When consultants have their day
The pensions consultants in the US and internationally are under considerable financial pressures, Brian Meath of Lazard Asset Management told the Consultant Day meeting in Frankfurt recently. These were pushing consultancy firms to situations where there were increasing potential for conflicts with the interests of their clients.
Investment advisers in the US are increasingly running ‘investment conferences’ where they charge large fees to asset managers, which provides them with access to the clients of the consultancy firms, said Meath. The asset manager firms can each be charged perhaps $50,000 to $70,000 to participate, so it can be a significant source of revenue for consultants.
“But these events are marketed as an investment conference,” he pointed out. “Is there any conflict of interest in putting clients in front of managers who are chosen by their willingness to pay?”
Meath also pointed to consultants who were advising asset managers about developing their businesses. If there are potential conflicts of interest, it is an area where consultants needed to be clear about what they are doing. Referring to the move by consultants into multi-manager management activities to earn asset related fees, he queried how they maintained their position of independence.
Meath warned that clients have to be convinced of the objectivity of the advice given. “If the advice is shown not to be objective, consultants won’t keep their business.”
The reshaping of the German asset management marketplace was predicted by Hans-Jürgen Dannheisig of BHW Invest, who pointed to the development of the ‘Service-Fund Management Company’ as the next stage after the ‘temporary fashion’ of master-KAGs . “This concept will become the norm in institutional fund business.”
The transparency this ‘service-fund management’ approach would be suitable for mutual funds as an alternative to using an umbrella fund structure, he added.
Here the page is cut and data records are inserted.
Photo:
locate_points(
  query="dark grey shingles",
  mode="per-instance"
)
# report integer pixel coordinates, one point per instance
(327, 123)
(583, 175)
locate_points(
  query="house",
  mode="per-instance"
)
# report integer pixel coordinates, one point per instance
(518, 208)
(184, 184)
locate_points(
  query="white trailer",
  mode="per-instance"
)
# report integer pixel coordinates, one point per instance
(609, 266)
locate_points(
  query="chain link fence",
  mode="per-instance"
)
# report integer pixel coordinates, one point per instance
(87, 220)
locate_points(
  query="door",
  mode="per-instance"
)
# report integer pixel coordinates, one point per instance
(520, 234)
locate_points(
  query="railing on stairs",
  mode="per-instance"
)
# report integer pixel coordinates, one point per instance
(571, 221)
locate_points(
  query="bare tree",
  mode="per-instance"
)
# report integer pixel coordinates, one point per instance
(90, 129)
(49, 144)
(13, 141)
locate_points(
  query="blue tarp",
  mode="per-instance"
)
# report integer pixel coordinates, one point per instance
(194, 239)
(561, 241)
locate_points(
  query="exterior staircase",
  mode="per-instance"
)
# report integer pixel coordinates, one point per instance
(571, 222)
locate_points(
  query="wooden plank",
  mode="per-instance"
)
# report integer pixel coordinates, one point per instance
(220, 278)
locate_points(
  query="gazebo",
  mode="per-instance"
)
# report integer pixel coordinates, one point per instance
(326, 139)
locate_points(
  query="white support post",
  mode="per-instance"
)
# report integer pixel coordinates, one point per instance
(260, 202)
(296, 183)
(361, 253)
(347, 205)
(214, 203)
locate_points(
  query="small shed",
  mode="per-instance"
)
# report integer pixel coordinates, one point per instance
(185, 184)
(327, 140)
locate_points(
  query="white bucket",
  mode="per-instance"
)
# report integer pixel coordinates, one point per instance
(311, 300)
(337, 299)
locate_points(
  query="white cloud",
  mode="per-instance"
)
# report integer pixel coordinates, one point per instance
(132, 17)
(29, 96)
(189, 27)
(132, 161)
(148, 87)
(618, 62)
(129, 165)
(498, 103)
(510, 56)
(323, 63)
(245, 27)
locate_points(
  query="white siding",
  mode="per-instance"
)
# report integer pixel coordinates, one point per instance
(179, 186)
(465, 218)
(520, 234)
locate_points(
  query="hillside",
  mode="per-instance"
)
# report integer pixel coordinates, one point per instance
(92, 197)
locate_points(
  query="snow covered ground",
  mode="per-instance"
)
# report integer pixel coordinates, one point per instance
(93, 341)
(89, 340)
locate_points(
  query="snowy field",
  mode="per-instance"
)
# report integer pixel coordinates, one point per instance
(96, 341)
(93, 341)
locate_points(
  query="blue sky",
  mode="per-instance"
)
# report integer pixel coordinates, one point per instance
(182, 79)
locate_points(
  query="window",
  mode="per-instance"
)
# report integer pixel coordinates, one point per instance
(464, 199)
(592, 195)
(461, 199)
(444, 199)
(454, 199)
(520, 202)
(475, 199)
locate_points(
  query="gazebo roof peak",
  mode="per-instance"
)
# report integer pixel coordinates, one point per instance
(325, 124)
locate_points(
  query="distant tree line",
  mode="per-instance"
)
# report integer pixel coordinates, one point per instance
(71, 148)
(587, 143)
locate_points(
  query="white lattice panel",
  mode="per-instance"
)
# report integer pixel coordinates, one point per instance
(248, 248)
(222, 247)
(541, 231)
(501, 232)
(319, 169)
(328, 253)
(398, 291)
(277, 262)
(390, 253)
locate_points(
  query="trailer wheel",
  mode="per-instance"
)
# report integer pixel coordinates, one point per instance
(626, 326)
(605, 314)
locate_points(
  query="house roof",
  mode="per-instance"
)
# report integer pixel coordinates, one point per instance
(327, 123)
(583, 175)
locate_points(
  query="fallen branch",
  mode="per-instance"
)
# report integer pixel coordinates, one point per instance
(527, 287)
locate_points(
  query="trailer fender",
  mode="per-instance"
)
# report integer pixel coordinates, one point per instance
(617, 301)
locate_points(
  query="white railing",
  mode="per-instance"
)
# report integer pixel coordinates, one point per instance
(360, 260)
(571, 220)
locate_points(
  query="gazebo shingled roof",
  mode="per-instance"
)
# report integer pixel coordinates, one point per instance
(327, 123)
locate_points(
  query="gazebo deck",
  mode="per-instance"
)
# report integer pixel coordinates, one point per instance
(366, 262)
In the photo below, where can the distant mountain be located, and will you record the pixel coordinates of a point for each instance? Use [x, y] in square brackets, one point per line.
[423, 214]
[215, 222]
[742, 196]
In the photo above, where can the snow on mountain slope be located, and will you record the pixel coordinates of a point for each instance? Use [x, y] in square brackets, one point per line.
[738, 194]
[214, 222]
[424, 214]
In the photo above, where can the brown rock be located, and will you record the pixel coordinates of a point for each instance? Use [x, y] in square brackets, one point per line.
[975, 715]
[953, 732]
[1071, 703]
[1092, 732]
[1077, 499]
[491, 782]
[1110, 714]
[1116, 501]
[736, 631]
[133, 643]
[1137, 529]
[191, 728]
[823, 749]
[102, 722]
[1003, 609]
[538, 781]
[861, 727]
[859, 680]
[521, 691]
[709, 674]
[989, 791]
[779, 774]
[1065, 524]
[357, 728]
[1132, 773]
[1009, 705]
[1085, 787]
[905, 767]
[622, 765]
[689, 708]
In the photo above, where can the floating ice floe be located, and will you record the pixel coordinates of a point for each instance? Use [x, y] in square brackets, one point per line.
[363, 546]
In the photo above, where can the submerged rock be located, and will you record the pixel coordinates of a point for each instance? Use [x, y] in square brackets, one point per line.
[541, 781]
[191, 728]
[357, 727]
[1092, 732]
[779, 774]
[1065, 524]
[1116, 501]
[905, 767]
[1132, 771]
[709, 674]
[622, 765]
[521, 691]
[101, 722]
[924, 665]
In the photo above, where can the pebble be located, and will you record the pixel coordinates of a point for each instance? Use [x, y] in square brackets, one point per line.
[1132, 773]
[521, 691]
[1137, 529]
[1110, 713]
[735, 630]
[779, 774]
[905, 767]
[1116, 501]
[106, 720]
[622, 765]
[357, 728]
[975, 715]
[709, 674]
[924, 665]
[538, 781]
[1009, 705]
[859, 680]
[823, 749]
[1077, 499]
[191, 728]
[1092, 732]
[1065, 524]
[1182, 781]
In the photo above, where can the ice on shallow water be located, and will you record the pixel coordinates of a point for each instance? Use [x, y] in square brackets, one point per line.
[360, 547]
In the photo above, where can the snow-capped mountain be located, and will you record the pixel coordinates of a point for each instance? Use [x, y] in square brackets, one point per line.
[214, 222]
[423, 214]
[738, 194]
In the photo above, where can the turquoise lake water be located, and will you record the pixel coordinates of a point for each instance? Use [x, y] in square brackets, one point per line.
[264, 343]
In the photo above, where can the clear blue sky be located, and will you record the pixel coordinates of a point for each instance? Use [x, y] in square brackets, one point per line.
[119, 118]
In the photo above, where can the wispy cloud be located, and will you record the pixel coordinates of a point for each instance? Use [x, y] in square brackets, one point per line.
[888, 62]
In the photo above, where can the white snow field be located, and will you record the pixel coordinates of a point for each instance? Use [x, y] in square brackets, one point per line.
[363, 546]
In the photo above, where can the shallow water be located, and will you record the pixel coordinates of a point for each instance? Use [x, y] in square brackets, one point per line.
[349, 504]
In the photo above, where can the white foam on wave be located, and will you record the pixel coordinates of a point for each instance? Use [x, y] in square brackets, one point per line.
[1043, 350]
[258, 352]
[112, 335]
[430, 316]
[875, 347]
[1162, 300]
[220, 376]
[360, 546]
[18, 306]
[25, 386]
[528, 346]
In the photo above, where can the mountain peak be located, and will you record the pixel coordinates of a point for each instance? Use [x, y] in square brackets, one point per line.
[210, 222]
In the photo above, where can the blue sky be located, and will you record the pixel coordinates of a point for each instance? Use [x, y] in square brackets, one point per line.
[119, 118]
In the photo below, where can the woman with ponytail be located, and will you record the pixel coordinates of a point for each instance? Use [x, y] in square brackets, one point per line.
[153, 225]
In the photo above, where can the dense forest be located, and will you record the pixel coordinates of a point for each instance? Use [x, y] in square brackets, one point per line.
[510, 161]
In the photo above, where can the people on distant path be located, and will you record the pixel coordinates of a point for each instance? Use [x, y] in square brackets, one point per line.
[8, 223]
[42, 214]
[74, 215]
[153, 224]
Seeing the growth of pure fund management companies along US and UK lines using ‘service fund management companies’. He reckoned by 2007, around 75% of assets will be managed by such firms, with around 50% of institutional having masterfund mandates. While 25% would remain in traditional Spezialfonds, the great majority would by handled through service-fund management companies.
The characteristic of typical mandates is that there would a division of labour. With the outsourcing of portfolio management to external asset managers through the multi-adviser, the core competency of a fund management operation involves the reporting function, risk control management and ensuring quality of delivery.
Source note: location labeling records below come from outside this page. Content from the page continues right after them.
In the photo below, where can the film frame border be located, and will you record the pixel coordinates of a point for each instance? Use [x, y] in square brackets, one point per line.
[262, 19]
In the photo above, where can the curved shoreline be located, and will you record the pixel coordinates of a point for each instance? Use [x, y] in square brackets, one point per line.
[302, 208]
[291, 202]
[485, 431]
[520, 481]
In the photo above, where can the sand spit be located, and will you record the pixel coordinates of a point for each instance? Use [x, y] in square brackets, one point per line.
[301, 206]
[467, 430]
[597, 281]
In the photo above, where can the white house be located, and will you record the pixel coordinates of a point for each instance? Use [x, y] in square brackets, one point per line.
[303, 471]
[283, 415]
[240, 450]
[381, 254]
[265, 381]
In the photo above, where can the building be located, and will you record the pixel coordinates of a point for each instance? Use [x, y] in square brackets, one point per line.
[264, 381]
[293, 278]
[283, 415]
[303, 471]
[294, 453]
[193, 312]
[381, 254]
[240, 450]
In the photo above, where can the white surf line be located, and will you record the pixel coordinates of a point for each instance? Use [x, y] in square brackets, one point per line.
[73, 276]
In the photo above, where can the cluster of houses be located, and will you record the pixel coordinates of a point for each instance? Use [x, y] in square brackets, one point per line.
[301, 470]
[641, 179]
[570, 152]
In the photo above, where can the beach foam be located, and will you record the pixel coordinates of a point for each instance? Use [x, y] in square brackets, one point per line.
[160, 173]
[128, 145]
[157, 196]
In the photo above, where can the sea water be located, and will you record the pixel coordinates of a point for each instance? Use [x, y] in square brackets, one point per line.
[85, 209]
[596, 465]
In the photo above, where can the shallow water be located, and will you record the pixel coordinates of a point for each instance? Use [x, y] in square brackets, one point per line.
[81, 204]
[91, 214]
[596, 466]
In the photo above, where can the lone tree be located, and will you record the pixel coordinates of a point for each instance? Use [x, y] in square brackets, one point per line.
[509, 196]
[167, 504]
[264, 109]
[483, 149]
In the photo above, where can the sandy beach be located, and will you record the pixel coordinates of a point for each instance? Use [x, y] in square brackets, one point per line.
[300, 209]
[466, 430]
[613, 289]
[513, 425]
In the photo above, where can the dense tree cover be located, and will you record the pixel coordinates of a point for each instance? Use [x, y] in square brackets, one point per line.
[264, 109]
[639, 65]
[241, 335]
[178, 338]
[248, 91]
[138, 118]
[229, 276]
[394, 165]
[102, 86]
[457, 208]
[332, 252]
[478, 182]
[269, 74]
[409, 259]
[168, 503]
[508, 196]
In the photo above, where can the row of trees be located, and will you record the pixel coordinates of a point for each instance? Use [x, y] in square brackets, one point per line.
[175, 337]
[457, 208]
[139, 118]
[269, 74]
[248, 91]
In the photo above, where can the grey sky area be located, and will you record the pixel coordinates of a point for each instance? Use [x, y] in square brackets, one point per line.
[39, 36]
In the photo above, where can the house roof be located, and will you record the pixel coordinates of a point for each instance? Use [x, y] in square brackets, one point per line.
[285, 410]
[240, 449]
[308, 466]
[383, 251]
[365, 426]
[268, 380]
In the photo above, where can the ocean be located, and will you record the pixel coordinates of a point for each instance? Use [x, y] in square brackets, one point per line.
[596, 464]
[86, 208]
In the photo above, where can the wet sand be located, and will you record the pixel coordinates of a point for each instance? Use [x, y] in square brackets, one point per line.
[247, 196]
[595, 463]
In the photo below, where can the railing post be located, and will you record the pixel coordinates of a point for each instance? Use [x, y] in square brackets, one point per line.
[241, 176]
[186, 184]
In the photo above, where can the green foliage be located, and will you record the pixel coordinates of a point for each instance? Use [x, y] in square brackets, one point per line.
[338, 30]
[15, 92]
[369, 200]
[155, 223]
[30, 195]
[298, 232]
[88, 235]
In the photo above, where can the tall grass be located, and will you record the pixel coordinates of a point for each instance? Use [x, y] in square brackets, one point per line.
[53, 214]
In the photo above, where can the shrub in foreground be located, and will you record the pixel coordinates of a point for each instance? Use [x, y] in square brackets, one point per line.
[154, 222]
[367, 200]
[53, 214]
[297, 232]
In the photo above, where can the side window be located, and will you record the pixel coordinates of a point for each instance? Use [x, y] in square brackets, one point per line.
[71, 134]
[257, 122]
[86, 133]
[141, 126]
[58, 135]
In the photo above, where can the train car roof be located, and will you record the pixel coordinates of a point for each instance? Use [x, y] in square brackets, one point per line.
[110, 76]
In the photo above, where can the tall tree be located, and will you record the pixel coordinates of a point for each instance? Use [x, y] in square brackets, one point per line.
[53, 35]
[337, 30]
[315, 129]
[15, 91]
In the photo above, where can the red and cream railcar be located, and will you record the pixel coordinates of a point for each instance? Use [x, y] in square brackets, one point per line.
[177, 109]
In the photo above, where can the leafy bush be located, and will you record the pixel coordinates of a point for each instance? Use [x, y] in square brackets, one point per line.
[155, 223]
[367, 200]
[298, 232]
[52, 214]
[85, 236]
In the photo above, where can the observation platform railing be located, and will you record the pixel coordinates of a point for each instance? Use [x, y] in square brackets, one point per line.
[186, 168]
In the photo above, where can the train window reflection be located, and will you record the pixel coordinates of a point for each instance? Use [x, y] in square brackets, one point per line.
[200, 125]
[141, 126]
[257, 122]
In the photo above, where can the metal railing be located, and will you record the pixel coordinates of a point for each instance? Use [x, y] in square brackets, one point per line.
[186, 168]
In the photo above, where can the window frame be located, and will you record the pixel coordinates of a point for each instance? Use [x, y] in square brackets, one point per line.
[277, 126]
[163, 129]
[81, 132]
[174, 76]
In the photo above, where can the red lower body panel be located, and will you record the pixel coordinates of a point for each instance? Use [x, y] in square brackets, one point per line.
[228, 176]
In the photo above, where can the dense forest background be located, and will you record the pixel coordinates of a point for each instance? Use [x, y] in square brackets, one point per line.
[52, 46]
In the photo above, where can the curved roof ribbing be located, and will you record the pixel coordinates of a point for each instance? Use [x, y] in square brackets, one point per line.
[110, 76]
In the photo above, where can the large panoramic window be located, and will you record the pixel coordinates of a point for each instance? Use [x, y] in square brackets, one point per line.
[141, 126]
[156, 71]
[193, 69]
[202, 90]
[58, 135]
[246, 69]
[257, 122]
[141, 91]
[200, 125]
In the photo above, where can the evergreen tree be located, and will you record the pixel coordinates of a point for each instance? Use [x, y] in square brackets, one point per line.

Among the features of this model, he pointed to the implementing of the ‘best of best principle’ and “the free choice of business partners, particularly with regard to dealing activities”.
He considered ‘fund administration’ to be a “redundant function” as between custodians, fund management and asset management companies. “The resistance of the German federal banking supervisory office regarding fund administration being done at the custodian bank is decreasing.” It was no longer a question of deciding whether to build of buy such systems – “just ally”, advised Dannheisig.
In welcoming consultants to the ‘Consultant Day’ meeting, Andreas Hübner, who runs Lazard’s asset management operations in Germany, referred to changes in the German marketplace. “Clients were dissatisfied with what had been delivered to them over the past three years.” The areas of tactical asset allocation and the question of achieving absolute returns were being looked at.
Hübner pointed to the need to meet clients requirements. He did not want the situation to arise where clients would want to take suppliers to court as some Swiss banks had been by their clients.
The Consultant Day was organised by Lazard, BHW Invest and State Street, who happen to share the same office building in Frankfurt. Altogether around 12 consultants attended from large and small firms, domestic and international. It is the second time this event has been run.